Reprinted with permission from the Newsletter of the Cancer Resource Centers of Mendocino County, Issue No. 10, Spring 2004 (pdf link)
SHARED DECISION MAKING
by Dr. Jeff Belkora, Director of Decision Services, University of California, San Francisco
Until recently doctors made most of the decisions about cancer care. Over the last few decades, however, several trends have coincided to challenge this paternalistic model of medical decision making.
The first of these trends is the rise of consumer advocacy in healthcare, leading to greater patient participation in medical decisions. Laypeople have awakened to what management scientists call the agency problem: people acting in your behalf may not always act in your interest. Delegating decisions to anyone, even health care professionals with good intentions, is risky simply because their values may be different from yours.
The second trend involves medical ethics. The doctrine of informed consent is yielding to a doctrine of informed choice. Health care professionals are beginning to recognize that in most cases respecting patient autonomy means helping patients weigh information and make trade-offs that doctors used to make unilaterally.
The third trend is economic. Researchers have documented that patients who are involved in their own treatment decisions consume fewer resources than patients who are treated paternalistically.
These three trends challenge paternalism. What should replace it? Most patients cannot make health care decisions alone, for medicine is a complex, fast changing field. So a new field of shared decision making proposes that patients and physicians should negotiate roles and responsibilities with respect to decision-making, coming to an agreement on treatment in a medical consultation. As a graduate student, I became intrigued with how patients and physicians approach the medical consultation, and how we might redesign their approaches to facilitate shared decision making.
At the Cancer Center at UC Medical Center in San Francisco (UCSF), where I serve as Director of Decision Services, we are using a program called Consultation Planning and Recording (CP&R). The essence of CP&R is that one of our trained peer navigators helps a newly diagnosed patient participate actively in treatment decisions. Here is how it works. First, we meet the patient just prior to a consultation with a surgeon or an oncologist. Using a decision making checklist, we prompt the patient to think of questions or concerns that need to be addressed before making decisions about treatment. We type up the resulting Consultation Plan (or list of questions and concerns) and print it out for the patient to use as an agenda for the upcoming doctor’s appointment.

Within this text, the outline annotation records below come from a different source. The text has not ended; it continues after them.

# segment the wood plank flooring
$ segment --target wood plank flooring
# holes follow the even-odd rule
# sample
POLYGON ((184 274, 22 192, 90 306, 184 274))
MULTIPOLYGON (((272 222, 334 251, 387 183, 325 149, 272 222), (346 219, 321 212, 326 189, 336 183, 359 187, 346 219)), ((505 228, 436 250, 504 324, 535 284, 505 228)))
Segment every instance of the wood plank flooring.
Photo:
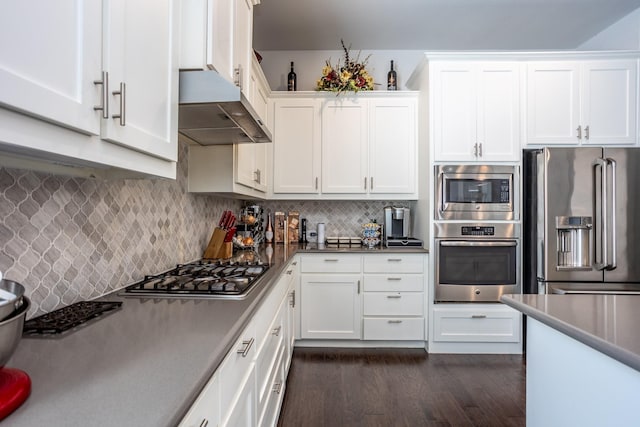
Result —
POLYGON ((296 348, 278 425, 524 426, 520 355, 296 348))

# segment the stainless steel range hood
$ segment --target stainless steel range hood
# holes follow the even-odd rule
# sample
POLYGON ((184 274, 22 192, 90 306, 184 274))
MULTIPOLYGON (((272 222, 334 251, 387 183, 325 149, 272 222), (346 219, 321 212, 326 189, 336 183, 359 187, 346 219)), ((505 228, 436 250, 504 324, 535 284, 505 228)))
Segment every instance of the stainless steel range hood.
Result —
POLYGON ((216 71, 180 71, 178 132, 200 145, 271 142, 238 86, 216 71))

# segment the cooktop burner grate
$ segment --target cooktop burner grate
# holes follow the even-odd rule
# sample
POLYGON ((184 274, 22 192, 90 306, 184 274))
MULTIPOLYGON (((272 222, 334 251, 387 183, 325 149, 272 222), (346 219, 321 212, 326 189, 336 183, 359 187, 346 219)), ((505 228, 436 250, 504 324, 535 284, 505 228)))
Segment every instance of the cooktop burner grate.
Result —
POLYGON ((56 335, 120 308, 122 302, 80 301, 24 322, 22 334, 56 335))
POLYGON ((267 265, 260 263, 201 260, 179 264, 158 275, 145 276, 143 280, 127 286, 122 295, 241 299, 267 269, 267 265))

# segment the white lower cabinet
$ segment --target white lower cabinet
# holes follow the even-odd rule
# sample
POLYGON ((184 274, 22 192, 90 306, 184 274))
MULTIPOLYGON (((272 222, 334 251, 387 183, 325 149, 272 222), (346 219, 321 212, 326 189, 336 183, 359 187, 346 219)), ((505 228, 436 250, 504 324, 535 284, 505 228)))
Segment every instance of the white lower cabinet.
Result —
POLYGON ((425 339, 425 259, 421 254, 364 256, 365 340, 425 339))
POLYGON ((277 424, 293 351, 297 265, 294 259, 273 285, 180 427, 277 424))
POLYGON ((302 340, 425 340, 426 256, 302 255, 302 340))
POLYGON ((503 304, 436 306, 433 341, 511 342, 521 338, 521 315, 503 304))
POLYGON ((213 374, 204 390, 191 406, 180 427, 201 427, 220 425, 220 377, 213 374))

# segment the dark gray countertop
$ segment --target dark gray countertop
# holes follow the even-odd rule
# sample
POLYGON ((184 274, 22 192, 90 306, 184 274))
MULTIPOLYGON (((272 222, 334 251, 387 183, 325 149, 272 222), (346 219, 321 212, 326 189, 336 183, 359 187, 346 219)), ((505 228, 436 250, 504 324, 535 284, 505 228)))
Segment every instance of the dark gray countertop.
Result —
MULTIPOLYGON (((273 249, 271 267, 244 300, 140 299, 113 293, 100 299, 123 301, 120 310, 61 338, 23 338, 6 366, 27 372, 31 395, 0 424, 174 426, 295 253, 426 252, 282 244, 273 249)), ((269 259, 264 248, 260 256, 269 259)))
POLYGON ((640 371, 640 295, 504 295, 502 302, 640 371))

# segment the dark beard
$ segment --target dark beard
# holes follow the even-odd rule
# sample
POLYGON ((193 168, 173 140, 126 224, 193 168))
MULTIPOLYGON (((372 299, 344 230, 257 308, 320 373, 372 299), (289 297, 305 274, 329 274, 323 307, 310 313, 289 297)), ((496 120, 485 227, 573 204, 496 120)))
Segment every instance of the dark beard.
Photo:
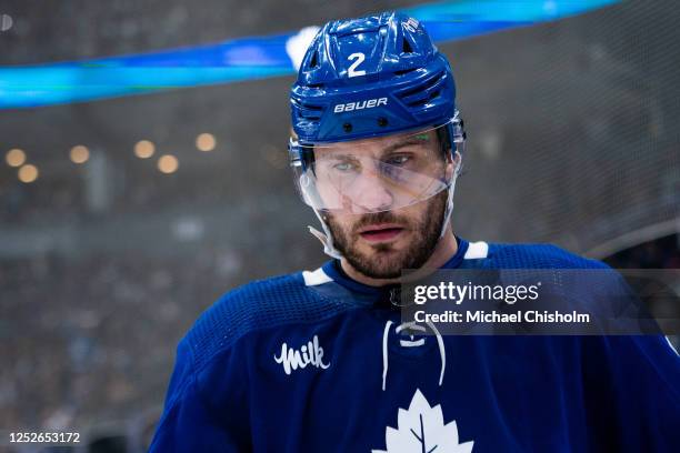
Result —
POLYGON ((332 214, 327 214, 326 220, 333 236, 336 249, 342 253, 342 256, 353 269, 371 279, 397 279, 401 276, 404 269, 420 269, 432 255, 441 234, 448 197, 448 191, 444 190, 428 200, 429 207, 423 220, 416 224, 410 220, 401 219, 391 211, 383 211, 363 214, 359 222, 352 225, 353 230, 357 231, 372 223, 401 223, 414 231, 416 238, 410 245, 394 256, 390 256, 390 252, 392 252, 392 245, 390 244, 372 245, 371 256, 358 252, 356 248, 357 239, 353 239, 357 238, 357 234, 344 231, 336 223, 332 214))

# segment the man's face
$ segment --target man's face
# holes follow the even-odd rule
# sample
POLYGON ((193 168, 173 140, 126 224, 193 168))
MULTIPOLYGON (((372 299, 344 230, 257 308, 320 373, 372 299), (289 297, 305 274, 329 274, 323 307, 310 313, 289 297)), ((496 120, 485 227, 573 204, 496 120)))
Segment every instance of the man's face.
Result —
MULTIPOLYGON (((351 209, 326 212, 324 218, 336 248, 353 269, 373 279, 394 279, 401 276, 402 269, 422 266, 439 241, 448 192, 440 190, 433 197, 419 200, 419 193, 428 194, 423 192, 422 179, 416 177, 411 190, 408 190, 399 184, 404 180, 410 182, 410 173, 404 172, 406 177, 396 177, 394 173, 401 168, 409 168, 417 170, 418 174, 449 178, 453 163, 444 161, 437 133, 428 131, 338 143, 332 149, 318 151, 317 161, 323 162, 326 157, 337 161, 337 155, 349 153, 361 161, 356 167, 361 167, 362 171, 351 187, 342 187, 343 193, 351 198, 351 209), (390 162, 388 170, 367 170, 367 167, 379 167, 381 162, 390 162), (397 167, 392 168, 393 163, 397 167), (394 180, 398 180, 397 183, 394 180), (414 202, 389 209, 394 200, 406 197, 399 193, 401 190, 406 190, 414 202), (363 213, 358 207, 363 209, 363 213)), ((346 171, 348 165, 342 163, 340 168, 346 171)), ((327 174, 323 173, 322 164, 319 164, 318 170, 321 175, 327 174)), ((321 197, 331 192, 332 195, 326 197, 338 197, 338 183, 324 187, 323 181, 321 179, 318 182, 321 197)))

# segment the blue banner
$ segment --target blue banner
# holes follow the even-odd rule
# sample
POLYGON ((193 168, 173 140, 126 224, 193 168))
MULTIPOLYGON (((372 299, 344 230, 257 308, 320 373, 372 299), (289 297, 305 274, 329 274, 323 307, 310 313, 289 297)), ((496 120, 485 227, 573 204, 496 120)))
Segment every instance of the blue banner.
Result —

Ideally, we then accompany the patient to the consultation and take notes, making sure that the doctor addresses all of the points in the Consultation Plan. For each point we write down the doctor’s comments so that after the visit we are able to print out a Consultation Record that summarizes all of the questions and answers.
CP&R was born in the mid-1990s at the Community Breast Health Project (CBHP) of Palo Alto, with staff from Stanford and UCSF helping the process along. A few years later CBHP alumni Ellen Mahoney and Joyce Gilbertson moved to Humboldt and Mendocino counties respectively and became actively involved in their areas’ cancer organizations. Between 1999 and 2002 the Cancer Resource Center of Mendocino County and its counterpart in Humboldt County sent staff and volunteers to a half-dozen UCSF training sessions.
Staff and volunteers from both organizations are now highly productive Consultation Planners and Recorders (CPers). To date, they have administered over 200 Consultation Plans, with high satisfaction rates from patients. In fact, the Mendocino and Humboldt resource centers have through their participation and feedback played an important role in the development and evolution of CP&R over the last few years. The next step is to evaluate the effectiveness of CP&R. Our cooperative group, henceforth known as Mendocino-Humboldt-UCSF or MHU (pronounced “moo”), has applied for a grant from the California Breast Cancer Research Program to fund a study of the efficacy of the CP&R process in rural communities.
At UCSF we have evaluated CP&R under ideal conditions, where we control every aspect of the study. Now we are interested in testing it in a community setting, where researchers will not seek as much control over study parameters. We want to see how it fares in the “real world.”
We expect the Mendocino and Humboldt communities to benefit significantly from this research. First, the attention we will bring to medical decision-making will highlight the right of every patient to participate in treatment decisions. Even more importantly, our research will create an evidence base on the positive impact of CP&R on the quality of patient decisions and health outcomes, inviting increased participation in our program from members of the medical community who want to know about the data behind our intervention before referring their patients. Over the years we have seen the value of CP&R at UCSF in helping our clients become their own best medical advocates. The Mendocino-Humboldt-UCSF partnership provides the perfect opportunity for determining its effectiveness with underserved patients in a rural clinical setting.